Вновь Кори очнулся с ощущением явного замешательства. Голова ныла от боли, одну щеку покрывала какая-то клейкая масса, которую ему удалось обследовать языком, и одного прикосновения ему вполне хватило, чтобы понять, что это кровь. Передние лапы были крепко притянуты к бокам верёвкой, а на хвост накинули петлю, другой конец которой обхватывал его шею, так что попытайся он использовать свой хвост как оружие, то любое движение только ещё больше запутало бы его.

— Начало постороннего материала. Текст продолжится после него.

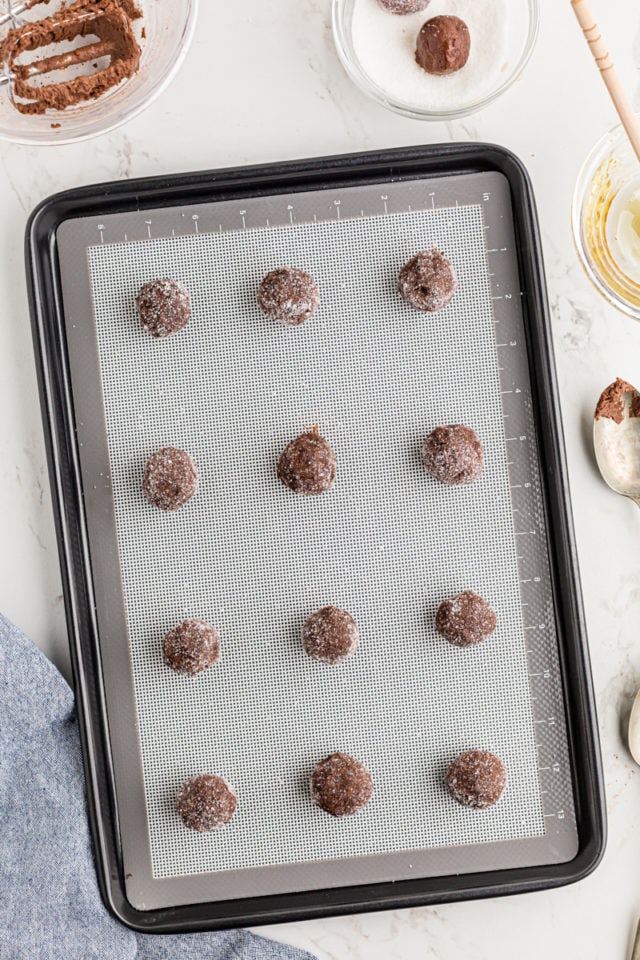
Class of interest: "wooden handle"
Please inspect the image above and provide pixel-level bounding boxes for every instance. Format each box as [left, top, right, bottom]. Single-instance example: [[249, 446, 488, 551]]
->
[[571, 0, 640, 160]]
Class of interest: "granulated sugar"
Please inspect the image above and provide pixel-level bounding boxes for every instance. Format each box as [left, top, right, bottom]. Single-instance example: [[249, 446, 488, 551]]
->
[[352, 0, 510, 111]]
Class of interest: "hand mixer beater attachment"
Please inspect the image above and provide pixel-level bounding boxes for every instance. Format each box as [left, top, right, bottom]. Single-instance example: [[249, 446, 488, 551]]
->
[[0, 0, 141, 114]]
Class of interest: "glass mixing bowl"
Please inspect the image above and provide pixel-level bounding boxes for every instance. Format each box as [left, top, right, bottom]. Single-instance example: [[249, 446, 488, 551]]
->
[[0, 0, 198, 145], [333, 0, 540, 120], [571, 126, 640, 320]]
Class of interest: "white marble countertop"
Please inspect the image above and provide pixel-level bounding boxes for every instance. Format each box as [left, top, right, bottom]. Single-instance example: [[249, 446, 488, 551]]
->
[[0, 0, 640, 960]]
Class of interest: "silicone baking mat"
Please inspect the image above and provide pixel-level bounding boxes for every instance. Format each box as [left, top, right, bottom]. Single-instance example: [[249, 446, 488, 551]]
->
[[53, 174, 575, 912]]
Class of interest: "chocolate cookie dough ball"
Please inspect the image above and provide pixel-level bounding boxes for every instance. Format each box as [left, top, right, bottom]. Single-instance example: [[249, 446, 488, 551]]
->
[[176, 773, 238, 833], [278, 430, 338, 497], [436, 590, 497, 647], [311, 753, 373, 817], [258, 267, 320, 327], [162, 620, 220, 677], [302, 607, 360, 667], [446, 750, 507, 810], [136, 280, 191, 339], [378, 0, 431, 16], [398, 250, 458, 313], [142, 447, 198, 511], [416, 16, 471, 77], [422, 424, 484, 486]]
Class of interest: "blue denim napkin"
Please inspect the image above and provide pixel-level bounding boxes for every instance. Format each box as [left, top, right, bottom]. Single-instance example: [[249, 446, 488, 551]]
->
[[0, 616, 312, 960]]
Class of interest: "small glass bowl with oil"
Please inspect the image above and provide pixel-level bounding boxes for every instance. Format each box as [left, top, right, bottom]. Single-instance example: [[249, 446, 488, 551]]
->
[[572, 126, 640, 320]]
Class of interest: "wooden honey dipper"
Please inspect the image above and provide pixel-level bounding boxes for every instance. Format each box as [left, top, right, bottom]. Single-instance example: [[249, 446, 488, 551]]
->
[[571, 0, 640, 160], [0, 0, 140, 114]]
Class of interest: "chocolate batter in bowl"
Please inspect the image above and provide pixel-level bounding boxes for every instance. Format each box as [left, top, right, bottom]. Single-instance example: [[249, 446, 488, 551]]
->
[[0, 0, 198, 145]]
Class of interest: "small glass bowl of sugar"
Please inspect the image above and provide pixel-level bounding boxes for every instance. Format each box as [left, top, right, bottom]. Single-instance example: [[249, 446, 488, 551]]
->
[[333, 0, 540, 120]]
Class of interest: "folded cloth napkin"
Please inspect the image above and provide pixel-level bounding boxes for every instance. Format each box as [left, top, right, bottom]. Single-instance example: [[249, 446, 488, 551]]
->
[[0, 616, 312, 960]]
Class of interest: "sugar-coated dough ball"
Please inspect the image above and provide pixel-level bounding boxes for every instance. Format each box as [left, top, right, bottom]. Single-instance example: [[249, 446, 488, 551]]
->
[[398, 250, 458, 313], [258, 267, 320, 327], [378, 0, 431, 16], [422, 424, 484, 486], [446, 750, 507, 810], [436, 590, 497, 647], [136, 280, 191, 339], [162, 620, 220, 677], [302, 607, 360, 667], [416, 16, 471, 77], [142, 447, 198, 512], [311, 753, 373, 817], [176, 773, 238, 833], [278, 430, 338, 497]]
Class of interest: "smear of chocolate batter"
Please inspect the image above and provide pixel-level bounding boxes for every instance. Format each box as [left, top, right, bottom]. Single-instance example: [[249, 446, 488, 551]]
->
[[595, 377, 640, 423], [0, 0, 142, 114]]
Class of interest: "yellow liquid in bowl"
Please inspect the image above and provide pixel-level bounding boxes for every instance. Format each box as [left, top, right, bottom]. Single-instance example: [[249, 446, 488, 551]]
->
[[583, 157, 640, 308]]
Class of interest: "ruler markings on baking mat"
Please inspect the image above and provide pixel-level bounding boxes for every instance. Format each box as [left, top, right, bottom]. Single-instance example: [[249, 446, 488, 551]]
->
[[62, 175, 573, 892]]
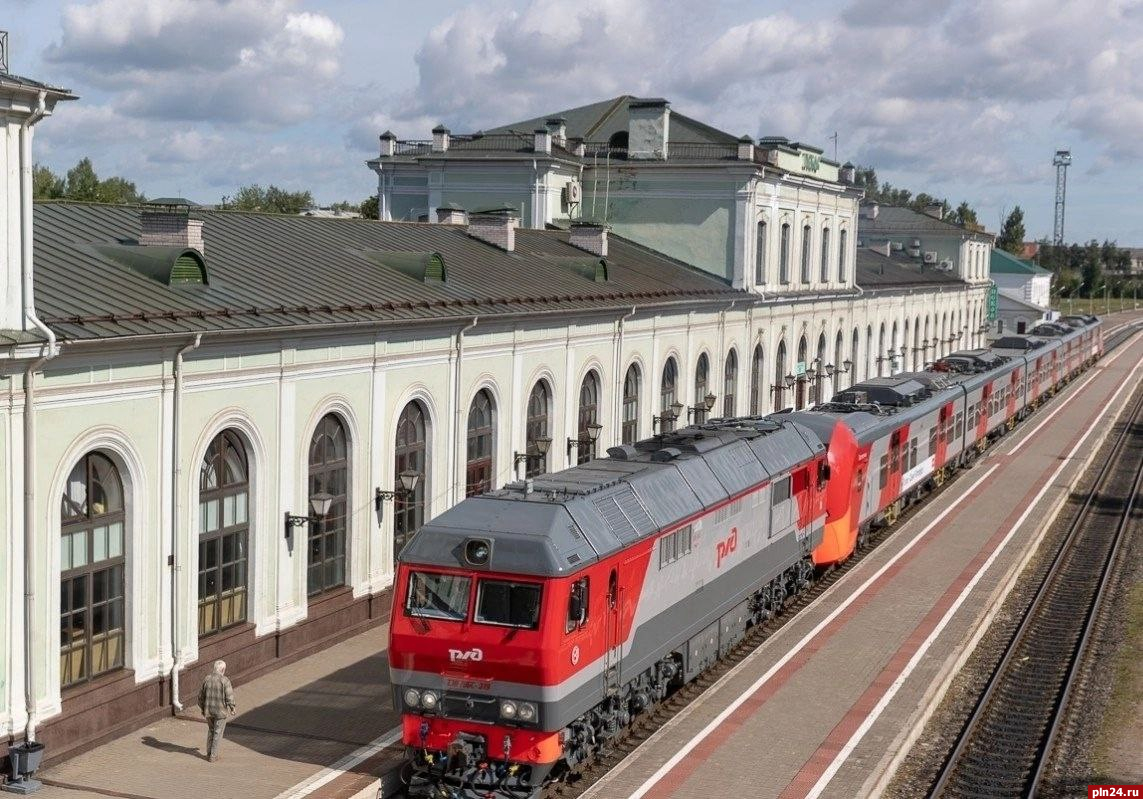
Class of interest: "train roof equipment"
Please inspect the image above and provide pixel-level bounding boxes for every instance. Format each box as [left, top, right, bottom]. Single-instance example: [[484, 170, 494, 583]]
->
[[399, 416, 825, 576]]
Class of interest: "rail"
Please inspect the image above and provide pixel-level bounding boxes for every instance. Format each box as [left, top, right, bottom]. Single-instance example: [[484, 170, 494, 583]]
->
[[929, 381, 1143, 798]]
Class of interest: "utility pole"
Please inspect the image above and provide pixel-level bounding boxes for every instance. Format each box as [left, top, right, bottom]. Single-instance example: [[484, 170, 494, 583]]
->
[[1052, 150, 1071, 247]]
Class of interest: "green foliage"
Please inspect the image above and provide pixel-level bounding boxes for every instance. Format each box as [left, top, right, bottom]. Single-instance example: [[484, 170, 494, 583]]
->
[[32, 158, 146, 203], [854, 167, 978, 229], [997, 206, 1024, 255], [218, 183, 313, 216], [1036, 239, 1138, 297]]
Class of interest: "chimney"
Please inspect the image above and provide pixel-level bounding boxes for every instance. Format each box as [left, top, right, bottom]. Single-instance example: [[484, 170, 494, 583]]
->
[[531, 128, 552, 155], [381, 130, 397, 158], [437, 202, 469, 225], [544, 117, 568, 147], [738, 136, 754, 161], [139, 204, 206, 253], [628, 97, 671, 161], [569, 222, 608, 258], [432, 125, 451, 152], [469, 207, 520, 253]]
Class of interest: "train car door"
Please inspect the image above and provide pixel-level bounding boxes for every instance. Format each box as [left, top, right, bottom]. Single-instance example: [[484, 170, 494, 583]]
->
[[604, 568, 623, 696]]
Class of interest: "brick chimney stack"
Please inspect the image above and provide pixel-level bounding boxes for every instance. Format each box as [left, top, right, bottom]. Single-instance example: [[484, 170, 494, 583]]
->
[[139, 199, 206, 253], [469, 207, 520, 253]]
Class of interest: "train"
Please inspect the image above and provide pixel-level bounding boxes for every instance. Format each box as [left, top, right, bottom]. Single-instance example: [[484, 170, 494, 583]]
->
[[389, 317, 1103, 799]]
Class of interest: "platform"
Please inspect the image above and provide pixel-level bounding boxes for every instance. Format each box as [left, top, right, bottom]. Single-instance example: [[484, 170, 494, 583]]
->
[[584, 317, 1143, 799]]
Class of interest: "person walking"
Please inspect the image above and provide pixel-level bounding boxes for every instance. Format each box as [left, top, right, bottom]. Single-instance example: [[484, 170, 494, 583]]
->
[[199, 661, 234, 762]]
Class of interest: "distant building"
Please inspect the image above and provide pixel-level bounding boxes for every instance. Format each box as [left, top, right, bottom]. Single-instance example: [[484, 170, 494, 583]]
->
[[989, 249, 1052, 333]]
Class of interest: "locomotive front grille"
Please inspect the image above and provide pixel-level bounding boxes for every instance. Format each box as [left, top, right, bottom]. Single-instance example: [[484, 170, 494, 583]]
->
[[440, 694, 499, 724]]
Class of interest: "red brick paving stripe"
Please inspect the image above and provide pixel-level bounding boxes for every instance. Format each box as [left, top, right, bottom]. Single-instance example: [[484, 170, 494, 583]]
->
[[656, 475, 984, 799], [780, 372, 1114, 799]]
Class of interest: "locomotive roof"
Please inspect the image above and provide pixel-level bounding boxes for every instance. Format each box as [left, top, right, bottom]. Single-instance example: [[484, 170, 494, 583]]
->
[[400, 415, 825, 576]]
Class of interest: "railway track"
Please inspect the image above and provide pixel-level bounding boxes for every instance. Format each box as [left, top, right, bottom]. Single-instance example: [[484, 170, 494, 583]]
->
[[929, 381, 1143, 799]]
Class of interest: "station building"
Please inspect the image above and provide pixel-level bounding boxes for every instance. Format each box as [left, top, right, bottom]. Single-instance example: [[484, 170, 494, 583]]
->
[[0, 75, 982, 759]]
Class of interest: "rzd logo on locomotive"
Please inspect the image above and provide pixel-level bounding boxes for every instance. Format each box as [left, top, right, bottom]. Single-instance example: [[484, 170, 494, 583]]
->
[[448, 647, 485, 663], [714, 527, 738, 569]]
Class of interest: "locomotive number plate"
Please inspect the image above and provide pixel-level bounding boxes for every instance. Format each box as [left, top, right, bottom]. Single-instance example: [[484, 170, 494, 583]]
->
[[445, 677, 493, 690]]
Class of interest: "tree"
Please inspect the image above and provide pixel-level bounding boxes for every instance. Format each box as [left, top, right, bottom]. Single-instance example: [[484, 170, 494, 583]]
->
[[997, 206, 1024, 255], [219, 183, 313, 216], [32, 163, 64, 200]]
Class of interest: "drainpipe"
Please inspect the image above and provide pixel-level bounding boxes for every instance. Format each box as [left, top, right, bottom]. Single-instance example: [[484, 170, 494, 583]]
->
[[170, 333, 202, 713], [19, 91, 59, 743], [450, 317, 480, 505], [612, 305, 649, 441]]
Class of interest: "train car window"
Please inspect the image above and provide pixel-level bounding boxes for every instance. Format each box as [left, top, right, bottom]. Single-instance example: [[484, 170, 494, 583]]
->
[[658, 525, 692, 568], [565, 577, 590, 632], [770, 477, 790, 505], [405, 572, 472, 622], [473, 580, 541, 630]]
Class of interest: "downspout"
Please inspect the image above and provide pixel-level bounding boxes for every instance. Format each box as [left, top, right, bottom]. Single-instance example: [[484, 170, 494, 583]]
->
[[170, 333, 202, 713], [19, 91, 58, 743], [612, 305, 635, 441], [450, 317, 480, 505]]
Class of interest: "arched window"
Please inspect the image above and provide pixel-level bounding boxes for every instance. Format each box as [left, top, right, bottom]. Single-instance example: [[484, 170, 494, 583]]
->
[[754, 222, 766, 286], [778, 223, 790, 285], [393, 400, 429, 558], [306, 414, 350, 597], [830, 330, 846, 394], [464, 389, 494, 496], [199, 430, 250, 636], [865, 325, 873, 379], [750, 344, 766, 415], [722, 350, 738, 417], [59, 453, 126, 687], [773, 342, 786, 410], [576, 370, 599, 463], [621, 363, 639, 444], [822, 227, 830, 283], [849, 327, 861, 386], [793, 336, 809, 410], [523, 381, 552, 477], [801, 225, 814, 283], [813, 333, 825, 405], [695, 352, 711, 422], [838, 229, 849, 283], [877, 322, 889, 377]]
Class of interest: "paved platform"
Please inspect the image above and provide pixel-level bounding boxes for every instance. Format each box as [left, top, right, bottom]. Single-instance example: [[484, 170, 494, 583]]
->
[[585, 317, 1143, 799], [26, 625, 401, 799]]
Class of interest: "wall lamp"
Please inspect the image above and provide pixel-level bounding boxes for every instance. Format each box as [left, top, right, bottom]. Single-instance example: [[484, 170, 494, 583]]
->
[[568, 422, 604, 461], [285, 493, 334, 540], [512, 438, 552, 471], [373, 469, 421, 524]]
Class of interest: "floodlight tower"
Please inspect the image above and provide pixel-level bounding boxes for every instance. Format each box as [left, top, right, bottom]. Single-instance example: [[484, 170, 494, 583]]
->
[[1052, 150, 1071, 246]]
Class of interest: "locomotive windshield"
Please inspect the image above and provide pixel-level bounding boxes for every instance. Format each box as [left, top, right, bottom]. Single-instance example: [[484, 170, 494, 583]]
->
[[405, 572, 472, 622], [475, 580, 539, 630]]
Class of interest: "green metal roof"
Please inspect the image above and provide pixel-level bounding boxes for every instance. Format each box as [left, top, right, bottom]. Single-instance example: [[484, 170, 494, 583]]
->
[[989, 247, 1052, 274]]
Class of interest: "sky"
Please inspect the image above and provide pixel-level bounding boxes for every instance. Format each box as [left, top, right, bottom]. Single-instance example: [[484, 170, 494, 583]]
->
[[0, 0, 1143, 246]]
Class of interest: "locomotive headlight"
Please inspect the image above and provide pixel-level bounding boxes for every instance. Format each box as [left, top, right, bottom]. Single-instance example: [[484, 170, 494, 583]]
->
[[515, 702, 536, 721]]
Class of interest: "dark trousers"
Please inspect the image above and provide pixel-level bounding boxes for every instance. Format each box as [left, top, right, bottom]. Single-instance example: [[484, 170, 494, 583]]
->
[[207, 717, 226, 759]]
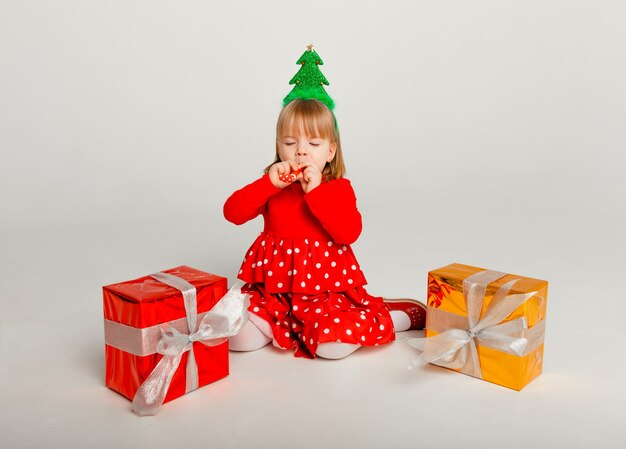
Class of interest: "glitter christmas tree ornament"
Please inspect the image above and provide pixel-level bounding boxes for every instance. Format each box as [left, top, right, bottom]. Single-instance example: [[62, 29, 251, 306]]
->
[[283, 44, 335, 111]]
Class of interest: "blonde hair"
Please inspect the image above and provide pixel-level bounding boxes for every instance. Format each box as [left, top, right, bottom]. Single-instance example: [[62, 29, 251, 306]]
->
[[264, 99, 346, 181]]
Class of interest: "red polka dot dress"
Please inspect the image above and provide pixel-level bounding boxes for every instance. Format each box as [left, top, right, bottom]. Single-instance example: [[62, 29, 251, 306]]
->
[[224, 175, 395, 358]]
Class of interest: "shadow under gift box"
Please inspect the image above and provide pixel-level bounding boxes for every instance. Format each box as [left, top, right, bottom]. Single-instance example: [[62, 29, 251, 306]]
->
[[102, 266, 228, 403], [426, 263, 548, 391]]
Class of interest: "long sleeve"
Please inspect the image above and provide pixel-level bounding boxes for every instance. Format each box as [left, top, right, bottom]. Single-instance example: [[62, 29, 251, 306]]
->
[[304, 178, 362, 244], [224, 175, 280, 225]]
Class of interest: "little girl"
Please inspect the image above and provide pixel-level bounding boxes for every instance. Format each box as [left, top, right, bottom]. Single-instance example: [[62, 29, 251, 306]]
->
[[224, 49, 426, 359]]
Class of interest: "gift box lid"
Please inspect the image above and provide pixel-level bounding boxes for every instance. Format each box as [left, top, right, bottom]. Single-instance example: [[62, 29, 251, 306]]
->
[[102, 265, 226, 303], [428, 263, 548, 295]]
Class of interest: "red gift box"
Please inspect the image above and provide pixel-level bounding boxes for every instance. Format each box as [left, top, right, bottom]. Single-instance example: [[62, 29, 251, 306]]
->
[[102, 266, 228, 402]]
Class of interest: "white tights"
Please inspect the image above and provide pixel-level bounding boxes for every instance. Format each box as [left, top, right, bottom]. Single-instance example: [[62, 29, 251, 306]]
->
[[229, 310, 411, 359]]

Он лежал на боку под каким-то кустарником, и всё вокруг так и разило норками. Кроме того, не слишком далеко свернулась клубком какая-то норка во плоти, передние лапы и плечо которой закрывал пластырь из грязи и листьев. Этот воин смотрел в сторону от Кори. Его шею тоже обхватывали несколько ремешков бус, теперь сдвинутых к одной стороне пластырем на его ранах, и на них висели ряды зубов, среди которых — Жёлтая Ракушка в гневном щелчке резко свёл свои передние резцы вместе — были и несколько бобровых.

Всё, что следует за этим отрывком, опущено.